There are more than a few similarities between this story and the way the Japanese government introduced nuclear power plants into the agricultural communities of rural Japan. 

When filmmaker David Henningson learned that uranium from the El Dorado mine in Canada was used to make the nuclear bombs used on Hiroshima and Nagasaki and that some of the Sahtu Dene planned to go to Japan to apologize to atomic bomb survivors for unwittingly helping to create such destruction, he knew he had to make a film.  But the film he ended up making was very different from the one he had planned...

Tonight I conducted a Q&A and talk after a screening of my own film about how radiation can affect a group of people, 'A2-B-C', (WEBSITE ENGLISH/ 日本語).  While the theatrical release unfolds around the country (currently screening in the Kansai cities of Osaka and Kyoto, info HERE), private screenings in and around the capital are taking place following a successful six-week theatrical release in Tokyo (INFO).

Tonight's event, called 「3.11を忘れない」"Never Forget 3.11" (INFO 日本語) was the first of a three-part series taking place this year on July 11, August 11 and September 11, where films related to the March 11, 2011 disaster are being screened.  The screening in the 240-seat hall in the ocean-side city of Kamakura, one hour outside of Tokyo, was completely sold-out, and they unfortunately had to turn some people away.  (Since the event was taking place in a public hall, they had to strictly adhere to the fire regulations... no sitting in the aisles and standing in the back as at some other recent screenings of the film).

The event, in its second year, is organized by physician Dr. Taro Sakai and United Christ of Church Pastor Kensaku Iwai with assistance by many volunteers from the local community. 
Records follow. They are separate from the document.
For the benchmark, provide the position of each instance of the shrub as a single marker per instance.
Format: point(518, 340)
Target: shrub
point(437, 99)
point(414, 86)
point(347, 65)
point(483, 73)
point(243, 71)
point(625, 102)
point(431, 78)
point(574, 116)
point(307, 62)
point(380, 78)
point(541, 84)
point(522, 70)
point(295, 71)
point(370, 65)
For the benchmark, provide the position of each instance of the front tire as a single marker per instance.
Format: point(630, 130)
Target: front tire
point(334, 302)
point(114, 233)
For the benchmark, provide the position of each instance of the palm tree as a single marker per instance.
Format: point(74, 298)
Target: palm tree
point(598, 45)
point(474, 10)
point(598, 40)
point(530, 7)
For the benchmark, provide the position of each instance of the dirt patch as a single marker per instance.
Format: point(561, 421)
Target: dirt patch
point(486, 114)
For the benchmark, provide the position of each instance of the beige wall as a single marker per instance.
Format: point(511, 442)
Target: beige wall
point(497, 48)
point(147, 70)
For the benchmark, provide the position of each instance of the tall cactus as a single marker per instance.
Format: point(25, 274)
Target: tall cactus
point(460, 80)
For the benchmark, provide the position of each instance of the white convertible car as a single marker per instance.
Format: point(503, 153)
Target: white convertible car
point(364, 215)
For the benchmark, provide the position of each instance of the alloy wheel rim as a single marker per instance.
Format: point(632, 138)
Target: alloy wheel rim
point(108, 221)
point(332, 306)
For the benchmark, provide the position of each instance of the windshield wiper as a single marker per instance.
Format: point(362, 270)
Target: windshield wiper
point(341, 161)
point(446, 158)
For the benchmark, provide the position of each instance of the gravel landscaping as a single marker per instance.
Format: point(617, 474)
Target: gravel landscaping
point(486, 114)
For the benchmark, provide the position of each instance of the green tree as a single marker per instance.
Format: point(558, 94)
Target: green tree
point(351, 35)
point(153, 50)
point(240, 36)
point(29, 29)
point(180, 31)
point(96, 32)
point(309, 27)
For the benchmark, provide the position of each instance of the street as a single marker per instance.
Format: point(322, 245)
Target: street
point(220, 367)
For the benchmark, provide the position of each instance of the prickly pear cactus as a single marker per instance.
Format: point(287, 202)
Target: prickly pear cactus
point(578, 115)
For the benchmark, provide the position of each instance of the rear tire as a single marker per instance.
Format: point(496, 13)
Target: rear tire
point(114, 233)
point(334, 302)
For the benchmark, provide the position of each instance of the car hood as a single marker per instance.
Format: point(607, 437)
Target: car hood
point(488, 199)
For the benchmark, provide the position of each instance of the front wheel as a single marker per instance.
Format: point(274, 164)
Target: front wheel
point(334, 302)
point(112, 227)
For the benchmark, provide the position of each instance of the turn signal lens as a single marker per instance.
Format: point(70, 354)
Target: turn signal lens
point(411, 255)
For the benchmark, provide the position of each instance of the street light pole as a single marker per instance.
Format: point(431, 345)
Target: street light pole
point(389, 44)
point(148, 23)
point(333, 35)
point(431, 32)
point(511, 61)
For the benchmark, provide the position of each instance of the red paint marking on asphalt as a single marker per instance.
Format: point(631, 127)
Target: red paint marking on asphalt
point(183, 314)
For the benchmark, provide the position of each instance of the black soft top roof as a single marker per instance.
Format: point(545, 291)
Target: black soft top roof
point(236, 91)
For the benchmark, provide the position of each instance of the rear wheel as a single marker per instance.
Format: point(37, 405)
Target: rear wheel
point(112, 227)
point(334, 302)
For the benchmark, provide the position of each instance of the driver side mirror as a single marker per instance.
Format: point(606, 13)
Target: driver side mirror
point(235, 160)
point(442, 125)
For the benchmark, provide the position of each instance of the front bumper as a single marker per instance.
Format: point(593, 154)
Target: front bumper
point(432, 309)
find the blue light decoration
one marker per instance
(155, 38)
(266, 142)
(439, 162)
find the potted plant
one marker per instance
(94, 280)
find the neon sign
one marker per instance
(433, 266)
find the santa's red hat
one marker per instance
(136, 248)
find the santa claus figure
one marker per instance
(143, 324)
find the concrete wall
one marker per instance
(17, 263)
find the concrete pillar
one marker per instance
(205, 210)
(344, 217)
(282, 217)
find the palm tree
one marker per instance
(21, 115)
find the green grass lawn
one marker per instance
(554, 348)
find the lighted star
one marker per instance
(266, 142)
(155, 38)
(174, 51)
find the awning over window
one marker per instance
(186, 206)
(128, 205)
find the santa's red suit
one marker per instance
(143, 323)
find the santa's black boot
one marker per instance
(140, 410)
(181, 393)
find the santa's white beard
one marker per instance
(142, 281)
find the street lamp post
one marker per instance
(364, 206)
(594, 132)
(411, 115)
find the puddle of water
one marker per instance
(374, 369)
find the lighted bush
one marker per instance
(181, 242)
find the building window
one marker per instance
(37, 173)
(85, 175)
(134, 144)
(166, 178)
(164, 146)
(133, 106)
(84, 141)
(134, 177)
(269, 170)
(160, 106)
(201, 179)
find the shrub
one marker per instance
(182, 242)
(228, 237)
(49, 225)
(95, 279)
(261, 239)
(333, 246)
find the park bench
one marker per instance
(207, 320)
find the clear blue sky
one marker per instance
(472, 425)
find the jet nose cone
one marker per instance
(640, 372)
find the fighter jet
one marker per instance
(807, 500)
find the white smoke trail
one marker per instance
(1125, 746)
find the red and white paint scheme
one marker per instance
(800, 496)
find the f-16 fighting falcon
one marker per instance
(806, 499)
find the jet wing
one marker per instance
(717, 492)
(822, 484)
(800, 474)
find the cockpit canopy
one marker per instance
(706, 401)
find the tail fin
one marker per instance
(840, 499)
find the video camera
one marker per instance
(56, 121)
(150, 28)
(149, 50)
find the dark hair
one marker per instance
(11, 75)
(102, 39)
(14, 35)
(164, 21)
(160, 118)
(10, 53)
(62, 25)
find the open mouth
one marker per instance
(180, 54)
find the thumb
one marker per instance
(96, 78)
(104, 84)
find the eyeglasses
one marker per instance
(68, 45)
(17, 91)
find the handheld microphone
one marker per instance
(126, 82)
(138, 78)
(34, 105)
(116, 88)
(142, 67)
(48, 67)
(left photo) with Dr. Sakai ; (right photo, L to R) a volunteer, Dr. Sakai, Rev. Iwai and his wife
The post-screening discussion was led by local radio personality Ms. Nakatani Natsuko, and although the plan was to have us speaking from the stage, I asked if we could do it from the floor in front of the stage.  I am not an expert, I am simply a filmmaker, and I feel uncomfortable speaking from a level higher than the audience, especially when there are often real experts in the audience who know much more about medical and radiation issues than I do.  To facilitate a more intimate and friendly conversation (as much as is possible with over 200 people), Ms. Nakatani and I descended the stairs.

The audience's questions were varied;  Do I drink the water and eat the food in Fukushima when I go there?  Yes.  What will the long term affects be on the children living in Fukushima?  No one really knows.  What did I think of the rag mag that published an outrageously critical article about me, the film and the mothers that appear in it (INFO)?  While I feel sorry for the criticism the mothers continue to receive, the article helped bring more people into the cinema to see what all the fuss was about, so I say "bring it on"!

No matter what question one could ask about this disaster, whether it is why more people were not evacuated, why non-radioactive iodine was not handed out, why the nuclear plants were not more quake-resistant, why people's homes are undergoing "decontamination" even though it is proven that it is ineffective, why anything, the answer can always be traced back to one thing: money.